But generic in a plastic lonely kind of way. I am an individual but there
are many like me.
We
live in a time when instead of our children crouching over a puddle
wondering how all the colours of the rainbow came to be reflected in it,
they are logging on to find out more about the latest American blockbuster
film or gimmicky characters like Pokemon. And those are the good lucky
children. Ironically, we’ve lost the age of the child. Reverted to
Victorian times when children were viewed as little adults and treated and
acted as such. So our five-year-olds are kissing in the playground like
the people on TV and our 11-year-olds can tell us all the facts of life
from sex and drugs to violence and technology.
Without
a doubt words are comforting in an age when we are caught in a rat race, a
time of shifting sands, growing technology, rapid change in human values.

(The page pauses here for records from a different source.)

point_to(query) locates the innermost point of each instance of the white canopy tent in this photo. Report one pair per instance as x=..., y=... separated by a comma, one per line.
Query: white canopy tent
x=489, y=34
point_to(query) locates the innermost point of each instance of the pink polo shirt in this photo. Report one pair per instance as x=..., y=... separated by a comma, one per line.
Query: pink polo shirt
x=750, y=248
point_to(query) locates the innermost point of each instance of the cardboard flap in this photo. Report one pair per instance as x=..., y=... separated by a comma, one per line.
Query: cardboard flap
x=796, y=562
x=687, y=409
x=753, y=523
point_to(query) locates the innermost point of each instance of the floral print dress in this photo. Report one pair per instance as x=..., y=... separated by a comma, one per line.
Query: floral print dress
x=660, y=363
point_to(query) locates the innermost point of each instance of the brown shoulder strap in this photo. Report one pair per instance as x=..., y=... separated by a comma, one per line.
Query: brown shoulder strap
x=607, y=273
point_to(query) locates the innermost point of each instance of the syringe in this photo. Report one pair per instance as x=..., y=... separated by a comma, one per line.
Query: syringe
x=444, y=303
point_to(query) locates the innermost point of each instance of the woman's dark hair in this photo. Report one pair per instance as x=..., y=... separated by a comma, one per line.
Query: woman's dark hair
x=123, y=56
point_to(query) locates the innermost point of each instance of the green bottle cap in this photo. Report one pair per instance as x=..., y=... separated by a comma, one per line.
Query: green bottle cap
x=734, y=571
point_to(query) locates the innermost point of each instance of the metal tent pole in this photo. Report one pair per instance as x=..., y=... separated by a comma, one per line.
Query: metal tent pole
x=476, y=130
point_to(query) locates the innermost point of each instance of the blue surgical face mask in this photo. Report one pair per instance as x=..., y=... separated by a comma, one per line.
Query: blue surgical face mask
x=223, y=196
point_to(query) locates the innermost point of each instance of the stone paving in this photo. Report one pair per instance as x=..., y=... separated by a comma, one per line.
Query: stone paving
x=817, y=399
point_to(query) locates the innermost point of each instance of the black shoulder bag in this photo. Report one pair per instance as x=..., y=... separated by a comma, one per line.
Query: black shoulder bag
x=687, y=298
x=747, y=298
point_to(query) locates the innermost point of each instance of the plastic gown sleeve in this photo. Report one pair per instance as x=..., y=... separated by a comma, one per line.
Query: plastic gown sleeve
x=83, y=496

And lucrative. Ask the psychics, the preachers, the cult leaders, the
writers of Mickey Mouse Self-Help books.
But
who can describe the feel and meaning of a ripe sapodilla in your mouth, a
shaft of evening light in your eyes, or the way the early morning breeze
makes you hopeful? All people have their rites of spring. Renewal. Like
vegetation, fruit and flowers. Shedding the old husk to make way for the
new harvest. We have ours in abundance. There’s the confetti of the pink
and yellow blossoms of the Poui trees; the splash of coloured water on
white clothes, brown skins and black soaked hair at Phagwa; the fishermen
out at sea before dawn cracks open, hot crossed buns. For the roar and
rage in our hearts there is the Bobili, the large rag dolls made at this
time by people who keep traditions, which we can punch until it
disintegrates while our souls remain intact.
Perhaps
we instinctively know that no matter what words the experts of minds and
souls use to interpret our dreams and actions, describe our anxiety, rage,
pain or joy, it will all continue to flow in us, that Life itself brings
about change and resolutions that continue to surprise and heal us.
There
is depression, irritation and anxiety around us - inevitable baggage
carried by us all. Sometimes its lighter and sometimes its heavier. It
could always be worse. But on this Easter Sunday, one can’t help feeling
that for those who believe, in whatever way they do, “God’s in his
heaven and all’s right with the world”; and for the cynics, or those
want a little extra faith there’s always Shakespeare.